このアルバムは、当時のアイドルとしては非常に珍しいと思われるセルフプロデュースのコンセプトアルバム。作詞は全曲、斉藤由貴本人によるもの。行き先の分からない不思議な廊下に迷いこんだ女性が次々と扉を開け、そこで見た光景を歌うという内容で、楽曲、詞、歌唱ともアイドルのアルバムというにはあまりにもクオリティが高い作品です。このアルバムからは一曲もシングルカットはありませんが、非常に佳曲揃いで一枚通してすっと聴けます。
この作品から感じられる彼女の鬼気迫るばかりの創作意欲、溢れんばかりのイマジネーションやクリエイティブなモチベーション…。一体どこからこんなパワーが沸いてきたのだろう?このアルバムはアイドル斉藤由貴がさらに別の次元へと脱皮する時期に発表されたこともあり、セールスはいまひとつ振るわなかったかもしれないが、賛美歌のような「永遠」、デカダンな雰囲気の「大正イカレポンチ娘」、光景が眼に浮かんでくる「少女が春の縁側で」、名曲の域に達している「回転木馬」、幻想的な「プラハリアン」、妖艶な雰囲気の「迷宮」、ニューヨークの朝の風景を歌った「Walkin' through your life」など、捨て曲はまったくない。また板倉文さんを中心とした編曲も、これまでの武部聡志さんと一味違った味わいで楽しめる。僕はこのアルバム、名盤だと思います。

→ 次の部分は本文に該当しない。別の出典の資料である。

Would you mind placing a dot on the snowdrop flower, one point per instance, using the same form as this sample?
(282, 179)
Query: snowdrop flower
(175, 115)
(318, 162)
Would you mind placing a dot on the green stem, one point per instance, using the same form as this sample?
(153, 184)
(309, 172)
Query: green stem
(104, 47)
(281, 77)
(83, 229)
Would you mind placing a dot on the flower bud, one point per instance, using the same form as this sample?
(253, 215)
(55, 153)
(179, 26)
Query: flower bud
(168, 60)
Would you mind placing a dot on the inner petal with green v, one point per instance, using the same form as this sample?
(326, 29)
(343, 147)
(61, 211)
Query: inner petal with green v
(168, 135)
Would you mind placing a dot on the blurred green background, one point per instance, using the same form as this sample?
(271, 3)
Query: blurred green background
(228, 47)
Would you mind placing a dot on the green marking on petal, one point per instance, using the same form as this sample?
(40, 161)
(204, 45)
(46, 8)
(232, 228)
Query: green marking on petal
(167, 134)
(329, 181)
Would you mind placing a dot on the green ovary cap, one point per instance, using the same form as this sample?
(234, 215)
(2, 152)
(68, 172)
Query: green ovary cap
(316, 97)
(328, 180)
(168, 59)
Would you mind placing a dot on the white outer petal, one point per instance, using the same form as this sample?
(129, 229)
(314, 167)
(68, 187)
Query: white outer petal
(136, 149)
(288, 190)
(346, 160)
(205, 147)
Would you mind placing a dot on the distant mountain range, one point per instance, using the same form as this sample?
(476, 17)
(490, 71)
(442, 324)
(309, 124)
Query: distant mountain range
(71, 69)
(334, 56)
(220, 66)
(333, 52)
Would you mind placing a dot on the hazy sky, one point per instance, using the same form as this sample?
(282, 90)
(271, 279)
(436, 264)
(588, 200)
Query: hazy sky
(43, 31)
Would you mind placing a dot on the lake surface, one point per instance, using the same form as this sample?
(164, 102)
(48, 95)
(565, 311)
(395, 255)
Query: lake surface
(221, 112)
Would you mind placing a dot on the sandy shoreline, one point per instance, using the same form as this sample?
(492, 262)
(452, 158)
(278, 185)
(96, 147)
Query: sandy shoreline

20数年前、斉藤由貴さんは美しくそしてつかみどころのない不思議な魅力をもったアイドルであり、女優であり、歌手だった。そんな彼女が明らかにアイドルからアーティストとしての自覚を持って製作に取り組んだのであろう意気込みが感じられる一枚。そしてこの時期、彼女が日本の多くの若者たちから熱狂的な支持を受けていたカリスマシンガーソングライターと恋に落ちてしまった理由も分かる気がします。